While originally intended as the remedy for elaborate dress, like any other creed dandyism changed with the times. The somber adornment advised by Baudelaire and Barbey became the status quo a generation later, and the compulsion to rebel against environment, innate in the dandy temperament, gave birth to wanton flamboyance during the turbulent years of the fin de siecle, producing as its prime exponent the wistful and witty Wilde.

With Oscar Wilde and his omnipresent green carnation, it was inevitable that his occupation as comic playwright should add a theatrical element to his dandyism, which was just one of the flowers that blossomed on his garden of Aestheticism, which sought to settle once and for all that life should imitate art and not the reverse. Wilde veered the fraternity away from a cold doctrine and more toward a flickering art form.

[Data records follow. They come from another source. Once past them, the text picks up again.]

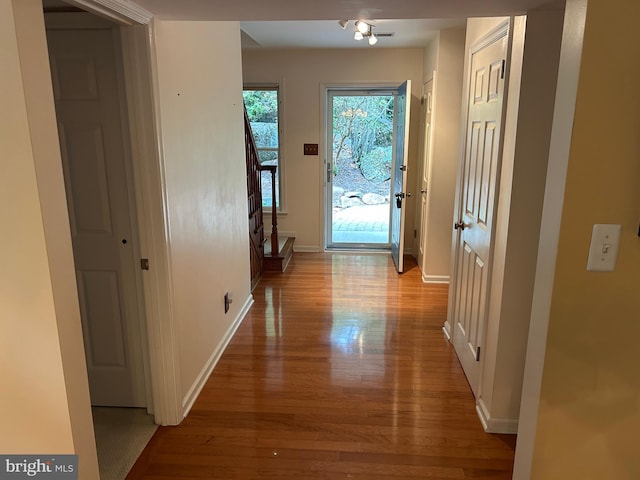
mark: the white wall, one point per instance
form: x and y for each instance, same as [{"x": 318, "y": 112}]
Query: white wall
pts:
[
  {"x": 301, "y": 74},
  {"x": 449, "y": 67},
  {"x": 41, "y": 352},
  {"x": 199, "y": 79}
]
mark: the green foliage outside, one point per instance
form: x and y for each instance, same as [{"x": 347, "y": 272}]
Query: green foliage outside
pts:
[
  {"x": 376, "y": 165},
  {"x": 362, "y": 124},
  {"x": 262, "y": 105}
]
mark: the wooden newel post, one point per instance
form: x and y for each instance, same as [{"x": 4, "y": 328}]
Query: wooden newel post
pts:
[{"x": 275, "y": 247}]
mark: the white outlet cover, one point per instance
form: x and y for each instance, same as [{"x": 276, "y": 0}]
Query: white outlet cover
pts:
[{"x": 603, "y": 252}]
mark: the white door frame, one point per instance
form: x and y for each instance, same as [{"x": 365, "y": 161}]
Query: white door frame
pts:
[{"x": 138, "y": 50}]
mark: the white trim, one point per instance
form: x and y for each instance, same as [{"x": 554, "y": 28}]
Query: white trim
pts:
[
  {"x": 200, "y": 381},
  {"x": 307, "y": 248},
  {"x": 568, "y": 76},
  {"x": 141, "y": 84},
  {"x": 122, "y": 12},
  {"x": 435, "y": 279},
  {"x": 495, "y": 425}
]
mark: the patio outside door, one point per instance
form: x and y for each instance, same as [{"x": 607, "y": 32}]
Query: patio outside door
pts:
[{"x": 361, "y": 151}]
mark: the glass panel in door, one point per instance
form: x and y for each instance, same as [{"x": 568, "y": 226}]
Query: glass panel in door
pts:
[{"x": 361, "y": 130}]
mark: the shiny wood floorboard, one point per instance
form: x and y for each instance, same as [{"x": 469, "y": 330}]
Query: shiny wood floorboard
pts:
[{"x": 339, "y": 371}]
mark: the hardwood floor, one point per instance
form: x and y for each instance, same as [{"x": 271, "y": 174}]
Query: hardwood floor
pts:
[{"x": 339, "y": 371}]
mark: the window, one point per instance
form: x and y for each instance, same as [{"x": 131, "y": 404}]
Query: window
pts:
[{"x": 262, "y": 109}]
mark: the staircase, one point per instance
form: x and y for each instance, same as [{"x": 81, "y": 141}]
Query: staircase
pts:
[{"x": 274, "y": 255}]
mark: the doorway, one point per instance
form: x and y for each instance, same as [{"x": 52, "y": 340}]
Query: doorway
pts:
[
  {"x": 360, "y": 161},
  {"x": 87, "y": 73}
]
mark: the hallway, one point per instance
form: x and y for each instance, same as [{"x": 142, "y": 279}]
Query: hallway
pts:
[{"x": 340, "y": 370}]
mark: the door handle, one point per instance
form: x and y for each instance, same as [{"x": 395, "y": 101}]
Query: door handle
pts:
[{"x": 459, "y": 225}]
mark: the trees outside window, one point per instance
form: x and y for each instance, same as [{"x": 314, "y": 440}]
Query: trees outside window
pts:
[{"x": 263, "y": 112}]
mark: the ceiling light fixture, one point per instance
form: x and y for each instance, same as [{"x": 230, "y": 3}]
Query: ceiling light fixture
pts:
[{"x": 362, "y": 29}]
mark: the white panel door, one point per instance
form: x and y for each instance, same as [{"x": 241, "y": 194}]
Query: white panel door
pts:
[
  {"x": 477, "y": 202},
  {"x": 424, "y": 175},
  {"x": 400, "y": 161},
  {"x": 88, "y": 109}
]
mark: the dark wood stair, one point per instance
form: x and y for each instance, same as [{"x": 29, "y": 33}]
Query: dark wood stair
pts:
[{"x": 279, "y": 261}]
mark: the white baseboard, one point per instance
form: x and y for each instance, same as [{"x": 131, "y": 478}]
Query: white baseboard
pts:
[
  {"x": 435, "y": 279},
  {"x": 495, "y": 425},
  {"x": 197, "y": 386},
  {"x": 306, "y": 248}
]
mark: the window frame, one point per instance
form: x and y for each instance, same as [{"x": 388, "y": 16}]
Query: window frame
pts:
[{"x": 277, "y": 87}]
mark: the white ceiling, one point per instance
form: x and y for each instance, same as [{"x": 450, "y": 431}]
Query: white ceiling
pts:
[
  {"x": 314, "y": 23},
  {"x": 333, "y": 9},
  {"x": 329, "y": 34}
]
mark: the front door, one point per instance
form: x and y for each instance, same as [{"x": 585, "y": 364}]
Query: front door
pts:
[
  {"x": 478, "y": 189},
  {"x": 424, "y": 175},
  {"x": 399, "y": 188},
  {"x": 89, "y": 112},
  {"x": 359, "y": 167}
]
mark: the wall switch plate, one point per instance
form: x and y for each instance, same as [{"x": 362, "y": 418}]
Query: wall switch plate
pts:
[
  {"x": 228, "y": 300},
  {"x": 603, "y": 253},
  {"x": 311, "y": 149}
]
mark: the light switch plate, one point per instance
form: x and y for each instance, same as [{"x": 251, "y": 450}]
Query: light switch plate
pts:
[{"x": 603, "y": 253}]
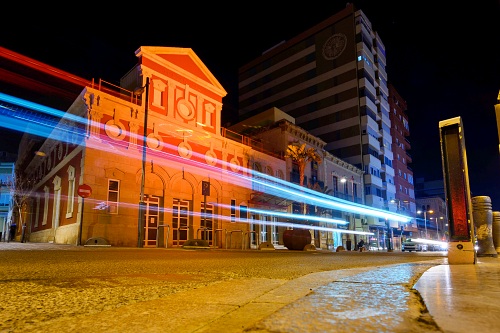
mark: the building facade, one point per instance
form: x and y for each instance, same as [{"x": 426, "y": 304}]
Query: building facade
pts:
[
  {"x": 332, "y": 80},
  {"x": 147, "y": 164},
  {"x": 404, "y": 200}
]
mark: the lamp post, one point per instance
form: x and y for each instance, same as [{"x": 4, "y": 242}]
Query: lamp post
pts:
[
  {"x": 425, "y": 210},
  {"x": 142, "y": 204}
]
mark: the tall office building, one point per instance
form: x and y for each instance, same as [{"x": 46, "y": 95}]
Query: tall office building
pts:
[
  {"x": 404, "y": 200},
  {"x": 332, "y": 80}
]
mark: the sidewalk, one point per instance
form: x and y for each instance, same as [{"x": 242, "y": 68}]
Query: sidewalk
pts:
[
  {"x": 388, "y": 298},
  {"x": 463, "y": 298}
]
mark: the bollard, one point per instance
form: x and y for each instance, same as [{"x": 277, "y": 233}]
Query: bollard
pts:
[
  {"x": 496, "y": 231},
  {"x": 483, "y": 220}
]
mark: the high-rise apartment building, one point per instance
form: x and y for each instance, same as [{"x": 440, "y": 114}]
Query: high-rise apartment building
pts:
[
  {"x": 332, "y": 80},
  {"x": 404, "y": 200}
]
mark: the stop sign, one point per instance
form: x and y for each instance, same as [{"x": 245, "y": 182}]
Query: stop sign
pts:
[{"x": 84, "y": 190}]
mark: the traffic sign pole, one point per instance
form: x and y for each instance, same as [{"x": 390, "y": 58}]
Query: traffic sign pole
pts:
[{"x": 84, "y": 191}]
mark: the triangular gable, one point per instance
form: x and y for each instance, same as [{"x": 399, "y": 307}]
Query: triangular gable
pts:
[{"x": 183, "y": 61}]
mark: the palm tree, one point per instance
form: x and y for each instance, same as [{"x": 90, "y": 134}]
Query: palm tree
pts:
[
  {"x": 302, "y": 155},
  {"x": 297, "y": 239}
]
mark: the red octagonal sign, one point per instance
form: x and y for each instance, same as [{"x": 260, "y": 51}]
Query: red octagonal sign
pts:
[{"x": 84, "y": 190}]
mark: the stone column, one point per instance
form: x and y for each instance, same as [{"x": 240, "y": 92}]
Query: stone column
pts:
[
  {"x": 483, "y": 220},
  {"x": 496, "y": 231}
]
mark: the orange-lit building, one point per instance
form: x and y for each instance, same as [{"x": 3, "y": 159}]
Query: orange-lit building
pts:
[{"x": 198, "y": 182}]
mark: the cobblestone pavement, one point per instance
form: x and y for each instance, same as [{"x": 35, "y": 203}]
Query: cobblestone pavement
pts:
[{"x": 64, "y": 288}]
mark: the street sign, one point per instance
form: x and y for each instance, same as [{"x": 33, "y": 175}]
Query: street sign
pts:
[{"x": 84, "y": 191}]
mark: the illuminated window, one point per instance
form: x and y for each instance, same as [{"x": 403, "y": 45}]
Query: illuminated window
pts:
[
  {"x": 233, "y": 210},
  {"x": 113, "y": 196}
]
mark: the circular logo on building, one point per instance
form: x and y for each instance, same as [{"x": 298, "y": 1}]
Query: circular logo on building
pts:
[{"x": 334, "y": 46}]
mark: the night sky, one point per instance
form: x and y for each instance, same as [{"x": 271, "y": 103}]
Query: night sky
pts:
[{"x": 444, "y": 61}]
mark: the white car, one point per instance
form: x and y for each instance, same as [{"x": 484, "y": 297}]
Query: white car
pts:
[{"x": 409, "y": 245}]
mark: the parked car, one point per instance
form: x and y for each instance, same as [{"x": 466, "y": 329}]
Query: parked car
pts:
[
  {"x": 442, "y": 246},
  {"x": 409, "y": 245}
]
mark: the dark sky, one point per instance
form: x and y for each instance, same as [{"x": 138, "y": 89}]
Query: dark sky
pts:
[{"x": 442, "y": 57}]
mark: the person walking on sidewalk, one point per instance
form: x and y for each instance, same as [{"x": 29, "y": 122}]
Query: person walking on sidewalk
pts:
[{"x": 13, "y": 227}]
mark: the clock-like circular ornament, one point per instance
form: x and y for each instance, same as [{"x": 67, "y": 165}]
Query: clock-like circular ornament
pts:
[{"x": 334, "y": 46}]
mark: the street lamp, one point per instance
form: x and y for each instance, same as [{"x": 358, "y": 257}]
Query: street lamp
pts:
[
  {"x": 142, "y": 204},
  {"x": 425, "y": 210}
]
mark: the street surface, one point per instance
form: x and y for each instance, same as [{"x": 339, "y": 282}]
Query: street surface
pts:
[{"x": 65, "y": 288}]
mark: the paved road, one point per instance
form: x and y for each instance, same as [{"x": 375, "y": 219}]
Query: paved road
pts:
[{"x": 63, "y": 288}]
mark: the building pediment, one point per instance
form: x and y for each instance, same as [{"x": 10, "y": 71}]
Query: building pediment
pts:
[{"x": 181, "y": 61}]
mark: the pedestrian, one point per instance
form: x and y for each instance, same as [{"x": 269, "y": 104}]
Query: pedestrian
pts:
[
  {"x": 13, "y": 227},
  {"x": 361, "y": 245}
]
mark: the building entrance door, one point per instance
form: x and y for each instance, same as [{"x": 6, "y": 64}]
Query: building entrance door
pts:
[
  {"x": 180, "y": 221},
  {"x": 152, "y": 217}
]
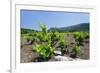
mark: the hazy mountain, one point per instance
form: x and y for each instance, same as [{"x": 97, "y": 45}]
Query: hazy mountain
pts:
[{"x": 78, "y": 27}]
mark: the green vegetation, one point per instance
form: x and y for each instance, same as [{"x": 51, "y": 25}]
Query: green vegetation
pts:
[{"x": 46, "y": 42}]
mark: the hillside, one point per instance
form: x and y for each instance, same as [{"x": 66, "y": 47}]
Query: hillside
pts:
[{"x": 78, "y": 27}]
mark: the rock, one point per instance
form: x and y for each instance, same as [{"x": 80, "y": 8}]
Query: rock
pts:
[{"x": 63, "y": 58}]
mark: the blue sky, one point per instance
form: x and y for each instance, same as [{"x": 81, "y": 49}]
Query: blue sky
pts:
[{"x": 30, "y": 19}]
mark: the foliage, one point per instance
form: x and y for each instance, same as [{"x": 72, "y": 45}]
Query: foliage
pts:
[
  {"x": 79, "y": 37},
  {"x": 75, "y": 51},
  {"x": 44, "y": 50}
]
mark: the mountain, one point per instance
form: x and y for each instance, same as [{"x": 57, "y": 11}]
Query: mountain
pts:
[{"x": 78, "y": 27}]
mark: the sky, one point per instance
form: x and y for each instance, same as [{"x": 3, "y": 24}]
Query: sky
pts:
[{"x": 30, "y": 19}]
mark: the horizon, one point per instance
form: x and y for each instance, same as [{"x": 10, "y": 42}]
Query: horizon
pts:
[{"x": 30, "y": 19}]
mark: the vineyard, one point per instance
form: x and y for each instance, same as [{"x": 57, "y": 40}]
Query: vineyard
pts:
[{"x": 44, "y": 45}]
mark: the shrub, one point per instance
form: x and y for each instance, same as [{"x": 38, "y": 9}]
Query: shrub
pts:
[{"x": 45, "y": 51}]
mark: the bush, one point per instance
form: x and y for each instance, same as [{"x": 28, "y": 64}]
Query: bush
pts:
[{"x": 45, "y": 51}]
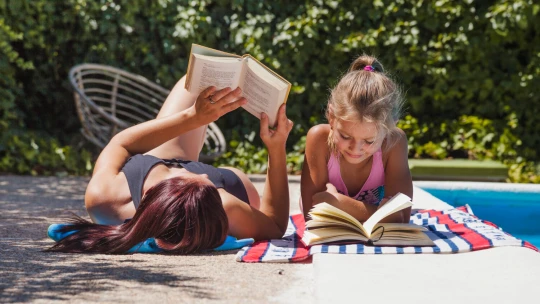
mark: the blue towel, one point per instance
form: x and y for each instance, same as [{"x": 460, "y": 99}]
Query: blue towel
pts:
[{"x": 150, "y": 246}]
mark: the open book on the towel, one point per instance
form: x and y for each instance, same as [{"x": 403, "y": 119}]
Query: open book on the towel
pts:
[
  {"x": 263, "y": 88},
  {"x": 330, "y": 224}
]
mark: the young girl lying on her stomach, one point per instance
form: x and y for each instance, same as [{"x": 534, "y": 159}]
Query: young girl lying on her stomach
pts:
[{"x": 359, "y": 159}]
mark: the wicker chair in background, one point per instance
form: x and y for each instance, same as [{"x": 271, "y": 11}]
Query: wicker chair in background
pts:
[{"x": 109, "y": 100}]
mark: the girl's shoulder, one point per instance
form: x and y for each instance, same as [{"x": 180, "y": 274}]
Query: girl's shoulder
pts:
[
  {"x": 397, "y": 143},
  {"x": 317, "y": 138},
  {"x": 319, "y": 133}
]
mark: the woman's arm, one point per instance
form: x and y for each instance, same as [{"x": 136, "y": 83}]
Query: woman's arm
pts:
[
  {"x": 314, "y": 169},
  {"x": 270, "y": 221},
  {"x": 398, "y": 178}
]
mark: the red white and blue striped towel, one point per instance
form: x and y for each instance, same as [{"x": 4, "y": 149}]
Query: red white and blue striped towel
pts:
[{"x": 453, "y": 230}]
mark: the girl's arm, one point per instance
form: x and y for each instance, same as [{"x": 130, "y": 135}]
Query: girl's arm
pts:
[
  {"x": 143, "y": 137},
  {"x": 314, "y": 169},
  {"x": 398, "y": 178},
  {"x": 270, "y": 221}
]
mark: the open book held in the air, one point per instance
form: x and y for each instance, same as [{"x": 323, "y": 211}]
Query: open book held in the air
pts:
[
  {"x": 330, "y": 224},
  {"x": 264, "y": 89}
]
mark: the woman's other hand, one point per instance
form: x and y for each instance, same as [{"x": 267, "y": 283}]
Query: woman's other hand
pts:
[
  {"x": 211, "y": 104},
  {"x": 276, "y": 138}
]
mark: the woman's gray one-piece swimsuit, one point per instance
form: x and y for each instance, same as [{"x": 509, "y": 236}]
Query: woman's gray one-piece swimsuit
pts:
[{"x": 138, "y": 166}]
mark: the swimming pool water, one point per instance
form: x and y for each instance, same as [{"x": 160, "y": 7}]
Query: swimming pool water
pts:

While the luminous torch of dandyism was not passed on, no longer dazzling us with is Apollonian rays, occasionally a modern man bears a kitchen match that sheds some light on the subject. Prince Charles is a good example. Though far too good-natured to be a true dandy, Charles has inherited the iron reserve of Brummell, the fine tailoring of the Duke of Windsor, and a deep love of solitude. He even has a flair for public displays of dandyism. While giving a speech in Australia in 1994, someone rushed to the stage firing a gun (it later turned out to be a starter pistol). The Prince stepped calmly aside and adjusted his cufflinks, one of the most dandyish gestures of the twentieth century. Finally, despite the trumpets of pomp and circumstance that sometimes summon him to royal duty, the elegant and unhappy Charles has the ideal dandy position of having no real job.

All in all, dandyism was the only way for a man under an aristocracy to rise from humble origins, just as today it’s the only path left in a democracy to prove that at least a few qualities, such as self-mastery and the instinct for elegance, are bestowed to the privileged few at birth. It remains a rare shroud into which certain individuals, weary of the status quo and who are neither leaders nor followers, will seek solace. An institute of higher initiation, dandyism teaches us the irrefutable lesson that although all men are created equal, they certainly don’t remain so for long. A few brave spirits will always break through social barriers in the quest for immortality.

It would be wrong to see this as just a frivolous stroll through a snobbish realm of social history, since the daydreams evoked by history are often as important as history itself. Perhaps even more so, since in order for the past to survive, it must bewitch the minds of the living, and the ghosts of yesteryear have a way of haunting the most innocent patrons of antiques shops.

“For the dead still speak,” as a dead man tells us.